Despite the few improvement that we've seen in the past years, Tremblay's comment definitely falls apart. Either Tremblay is a total idiot or just someone who spills out a speech that was all made up beforehand. In fact, the Centre d'appui aux communautés immigrantes welcomes on a daily basis many immigrant teachers who face difficulty to obtain the provincial teaching licence, according to its director Anait Aleksanian.
Secondly, the ministries of Immigration and Education recognize the legitimacy of most immigrant teachers' diploma and qualification at a certain extent. Still, many of these people can't get a licence because according to the rules of Quebec's ministry of Education, virtually all immigrant teachers 1) never went through a "psychological and pedagogical training program" (in French: formation psychopédagogique) containing at least 30 units (450 hours) and 2) never studied in Quebec's universities.

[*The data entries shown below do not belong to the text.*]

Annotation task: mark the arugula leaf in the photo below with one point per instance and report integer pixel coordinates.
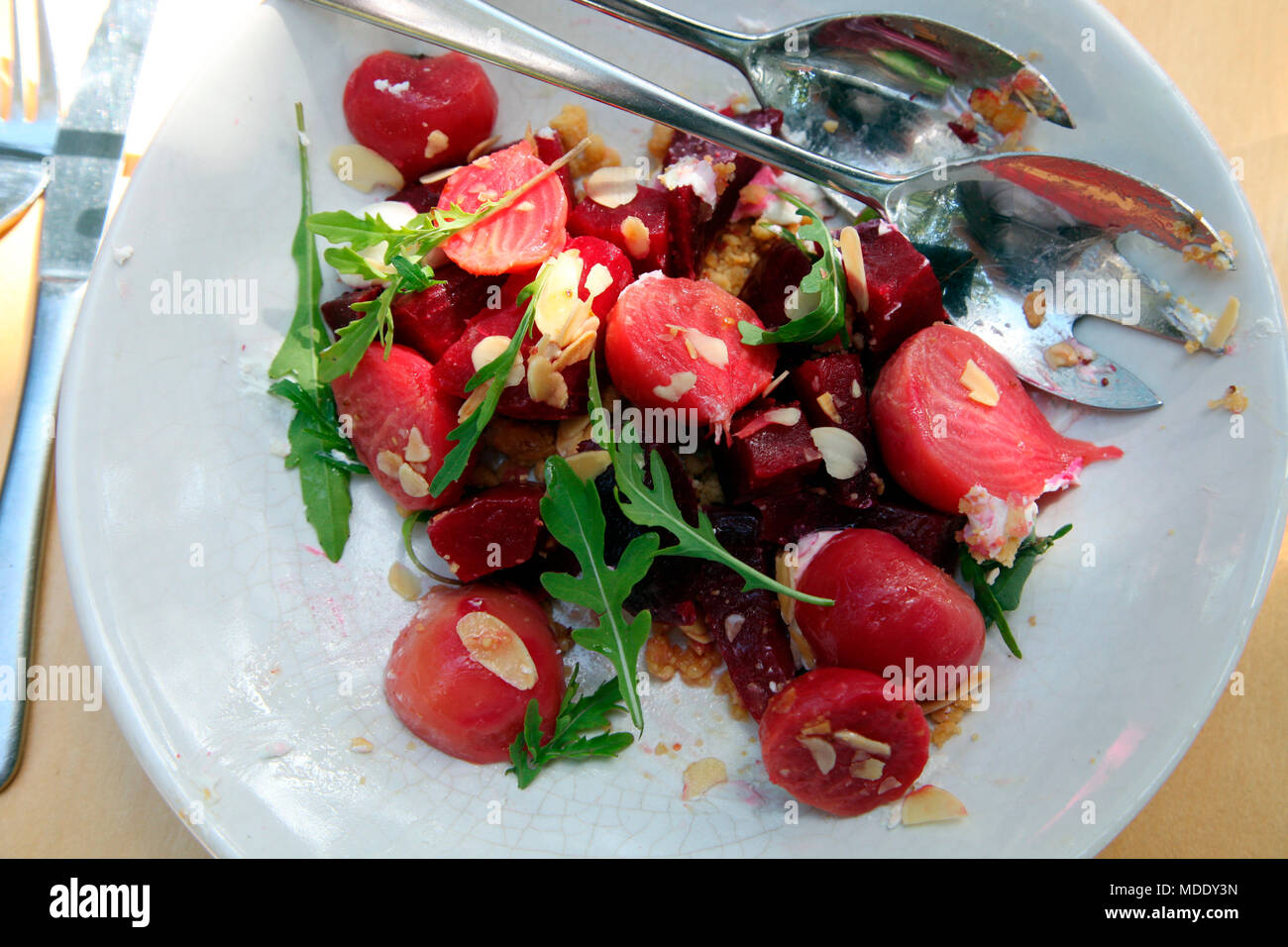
(576, 716)
(493, 373)
(1003, 594)
(406, 249)
(655, 505)
(572, 514)
(313, 433)
(825, 278)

A "psychological and pedagogical training program" contains classes of psychology, didactics and class management, for instance. Furthermore, a note in the section 1.4 of the rules published by the ministry of Education says that "teaching experience, no matter how vast it is, can't replace the psychological and pedagogical training."

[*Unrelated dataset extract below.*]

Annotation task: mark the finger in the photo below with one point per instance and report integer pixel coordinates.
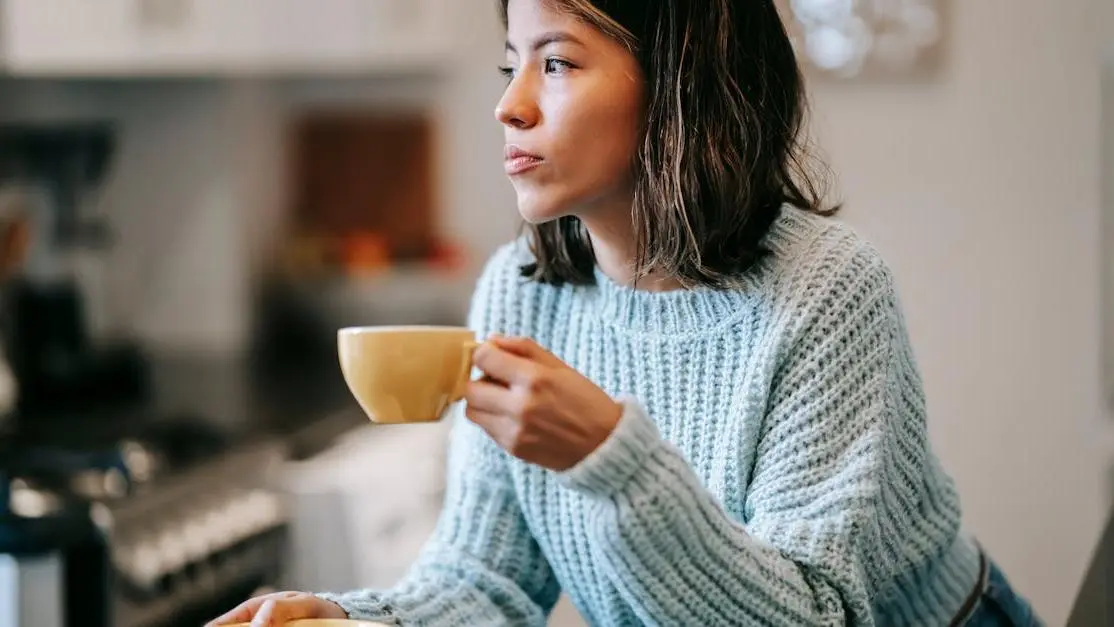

Now, that's a hell of a good joke!
If you come from a foreign country and that you have 10 years of teaching experience under your belt, you can't even get your licence under Quebec's pathetic standards. Besides having to go through a "psychological and pedagogical training", immigrants teachers must also study 4 years in a Quebecker university to get their B.A. in Education.
Evidently, immigrants should adapt themselves to our standards, but what's the point to ask them to study for an extra 4 years something that they already studied in their homeland? Is Quebec averring that immigrant teachers will never adapt themselves to our standards unless they take a mandatory 4 years trip in any of our given universities?
No wonder why many immigrant teachers (and also some Quebecker students) prefer to go in a university located in Ontario to get a certificate in Education that only requires 1 year of studies!
Obviously, the most shocking truth is rooted in the statistics. While the government of Ontario issued teaching licences to 3626 immigrant teachers out of 4000 in 2006, Quebec's government only issued its licences to 428 immigrant teachers out of 951.
Quebec's stats are so low because most immigrants teachers either decide to study in another field of knowledge, turn themselves to another job or go in Ontario in order to get their teaching licence. We can really wonder if our province has the morbid ambition to have a shortage of teachers.
Remember that trade unionist Gérald Larose once affirmed that "a society's future lies [in what we have] between our ears." Unfortunately, how can that thing located between the ears of each of our children be fed if we stick to our pathetic standards? It would take another column to say why Quebec should take Ontario's educational standards as an example, despite their flaws.